On January 16, Dawood phoned the Ramdin home to say he was sending Latchmee flowers for her birthday.

This angered Jaynaryan. When Latchmee arrived home from work with her boss that day, he and Dawood had an argument. In the end Dawood and his nephew, Ismail Tutla, who was visiting from India, lay dead at the Ramdin home.

A judge ruled in August that year that Jaynaryan had acted in self-defence on the day he and Dawood become embroiled in an argument at the Ramdin home. He was acquitted of two murder charges.

On the day that Jaynaryan was acquitted, he and his family were relieved and elated.

But it would be short-lived.

As he walked out of the court building, a free man, he was accosted in Smal Street Mall in central Joburg, just metres away from the high court.

A Saloojee family friend, Imran Khan, fired several shots. Jaynaryan was dead. His body lay on the street.

Thirty minutes later in Geranium Street, Lenasia, Latchmee received the good news of her husband’s acquittal from a relative. Her husband was free.

As she replaced the receiver, she peeped through her bedroom window and watched helplessly as two men, Shiraaz and his brother, Salim, armed with guns, burst into the house. Her son, Jermaine Ramdin, who was 15 at the time, tried to lock the security gate, but it was too late.

He screamed for them not to hurt his mother, but they shot him at close range.

When the police arrived Jermaine was dead, Latchmee was critically wounded and her younger son, Elvin, was found hiding under the bed. Alistaire had fled after witnessing the killing.

Witnesses later identified the gunmen as Shiraaz and his brother, Salim Saloojee. They were arrested.

It took three months for Judge John Coetzee to reach a verdict.

In his judgment he found that, minutes after Jaynarain’s acquittal, Imran had run to his car in a rage, shouting for his gun, because “justice had not been done”.

He caught up with Jaynaryan in Smal Street Mall and fired several shots at his back. Jaynaryan died instantly from one of the bullets.

Judge Coetzee said that the killings showed a complete contempt for the law, and were motivated by revenge for the deaths of Dawood and his nephew, Ismail.

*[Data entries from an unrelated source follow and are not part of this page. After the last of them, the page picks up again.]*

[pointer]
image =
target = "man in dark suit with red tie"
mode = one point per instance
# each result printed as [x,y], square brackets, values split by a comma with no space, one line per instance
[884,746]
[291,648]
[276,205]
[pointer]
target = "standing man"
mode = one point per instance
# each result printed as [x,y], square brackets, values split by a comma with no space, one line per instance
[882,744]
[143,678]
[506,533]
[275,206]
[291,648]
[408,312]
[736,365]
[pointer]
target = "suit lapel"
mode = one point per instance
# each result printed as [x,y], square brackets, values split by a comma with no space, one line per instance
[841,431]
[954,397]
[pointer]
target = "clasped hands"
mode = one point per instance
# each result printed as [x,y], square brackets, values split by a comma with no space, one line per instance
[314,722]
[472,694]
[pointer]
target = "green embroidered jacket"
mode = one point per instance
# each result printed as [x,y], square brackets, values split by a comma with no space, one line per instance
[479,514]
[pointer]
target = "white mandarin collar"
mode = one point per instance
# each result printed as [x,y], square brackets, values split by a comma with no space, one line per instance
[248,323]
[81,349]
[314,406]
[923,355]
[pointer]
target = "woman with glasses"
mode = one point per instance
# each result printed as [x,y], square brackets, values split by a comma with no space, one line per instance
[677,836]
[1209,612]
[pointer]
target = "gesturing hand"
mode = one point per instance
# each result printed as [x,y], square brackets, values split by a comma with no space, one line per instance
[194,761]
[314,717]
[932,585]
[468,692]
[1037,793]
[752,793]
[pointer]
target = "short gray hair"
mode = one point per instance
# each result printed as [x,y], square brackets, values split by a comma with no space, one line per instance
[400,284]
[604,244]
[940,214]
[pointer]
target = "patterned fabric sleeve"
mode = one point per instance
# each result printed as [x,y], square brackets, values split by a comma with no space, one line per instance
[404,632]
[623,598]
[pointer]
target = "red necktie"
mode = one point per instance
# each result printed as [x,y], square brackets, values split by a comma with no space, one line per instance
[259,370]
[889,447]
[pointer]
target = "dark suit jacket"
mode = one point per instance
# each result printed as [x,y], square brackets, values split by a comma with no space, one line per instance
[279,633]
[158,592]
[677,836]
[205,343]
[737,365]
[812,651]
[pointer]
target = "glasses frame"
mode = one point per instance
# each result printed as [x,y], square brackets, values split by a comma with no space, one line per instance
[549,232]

He said that the shooting of Latchmee, who had been left crippled by the incident, the fatal shooting of her eldest son, and the attack on her youngest son, who narrowly escaped a bullet, were “deliberate”, “cold-blooded”, “vicious and callous” acts.

He said the callous shootings showed that the accused had no respect for human life and that they had shown no remorse.

Shiraaz and Imran were sentenced to an effective 40 years in prison, while Salim was sentenced to an effective 20 years. While the trial was in progress, the Ramdin family had lived in fear – their home had been petrol-bombed half a dozen times, a relative was attacked with an axe and Alistaire was kidnapped and taken to a warehouse where there was an attempt to hang him.

The feud had not cooled and in December last year,

Alistaire allegedly targeted the Saloojee brothers and left blood on the walls of the family home.

This week, neither the Saloojee nor the Ramdin families wanted to speak about the feud and bloody murders.

Police Lieutenant-Colonel Katlego Mogale confirmed that two cases of murder had been opened.

 

To date, six people have died and those involved in the feud, all afraid to speak to the press, live in fear.